Its mandate extends beyond that of a conventional sovereign wealth fund to include development finance, management of public assets, and fiduciary oversight of government investment projects.

== History ==
The idea of a strategic investment fund emerged during Finance Minister Nicolas Kazadi's tenure, when, on 10 November 2023, he presented a proposal to the Council of Ministers for the creation of a national investment fund to manage public assets and finance long-term development projects. The proposal stated that the fund would manage major state-owned real estate assets, including the Kinshasa Financial Center and Kinshasa Convention Center after completion. The institution was planned to identify investment opportunities, co-invest with domestic and international investors, and participate directly in projects deemed strategic for national development. The proposed legal structure was a single-shareholder limited company (société anonyme unipersonnelle) classified as a state-owned commercial enterprise (société commerciale du portefeuille de l'État) under the Ministry of Finance.

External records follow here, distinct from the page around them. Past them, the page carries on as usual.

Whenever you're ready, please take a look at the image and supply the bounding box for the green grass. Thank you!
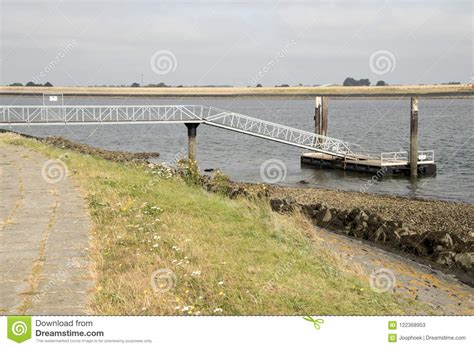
[1,133,431,315]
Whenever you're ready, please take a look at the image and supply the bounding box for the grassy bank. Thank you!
[1,84,473,98]
[0,133,431,315]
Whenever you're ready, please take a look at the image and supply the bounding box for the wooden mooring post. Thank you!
[185,123,199,161]
[410,96,419,177]
[321,96,328,137]
[314,96,329,136]
[314,97,321,134]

The government initially planned a US$25 million state endowment to establish the fund's initial investment capacity of approximately $20 million and support its first investments. The project followed financing agreements signed in 2022 during Turkish President Recep Tayyip Erdoğan's visit to the DRC with President Félix Tshisekedi. The Kinshasa Financial Center was designed as a government and business complex featuring government offices, a five-star 240-room hotel, around 10,000 office spaces, and a 3,000-person convention center, with the fund expected to manage and maximize the value of these assets.

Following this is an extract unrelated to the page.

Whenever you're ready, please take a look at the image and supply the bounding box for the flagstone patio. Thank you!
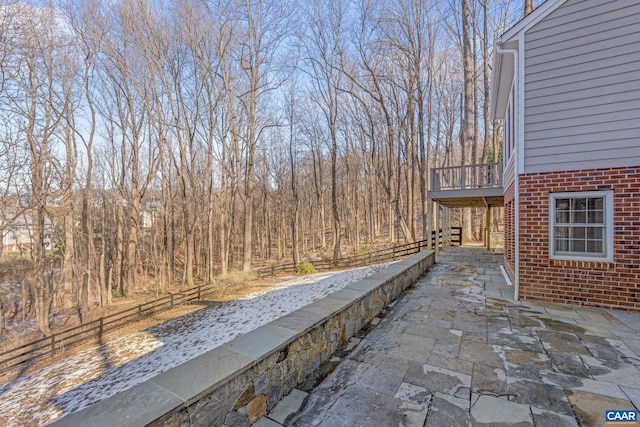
[257,246,640,427]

On 15 August 2025, the Council of Ministers adopted a draft decree establishing the legal status, organization, and operations of the Strategic Investment Fund of the Democratic Republic of the Congo (Fonds d'investissement stratégique de la République démocratique du Congo; FIS-RDC). Finance Minister Doudou Roussel Fwamba Likunde Li-Botayi presented the decree at a Council meeting chaired by President Félix Tshisekedi at the African Union City complex. The government stated that the fund would mobilize financing to support implementation of the national development strategy, promote territorial development, diversify the economy, and strengthen economic sovereignty.

== Operations and organization ==

=== Mandate ===
The founding decree assigns the FIS-RDC the following responsibilities:

- Mobilize financing and invest in strategic assets — including infrastructure, real estate, energy, technology, agriculture, and industry — to support sustainable economic development and the government's investment program.
- Manage and maximize the value of designated public assets by integrating them into investment projects.
- Ensure transparent governance of public funds through best practices, environmental and social standards, and financial accountability.
- Promote co-investment with domestic and international institutional and private-sector partners to expand investment capacity and optimize asset returns.
- Support national development by facilitating access to international financing and supporting strategic initiatives that promote growth, job creation, and private-sector development.
- Act as a fiduciary manager for public investment projects assigned by the government, financing them through its resources or external funding in accordance with applicable regulations.

=== Governance ===
The FIS-RDC is governed by a board of directors and an executive team led by a director general. The first board of directors was appointed by presidential ordinance on 28 February 2026, and it has five members and is chaired by Clavin Kabamba Nsupi. Executive management is led by Director General Émile Donatien Luhahi Osumba, with Nina Masanga Muamba serving as deputy director general.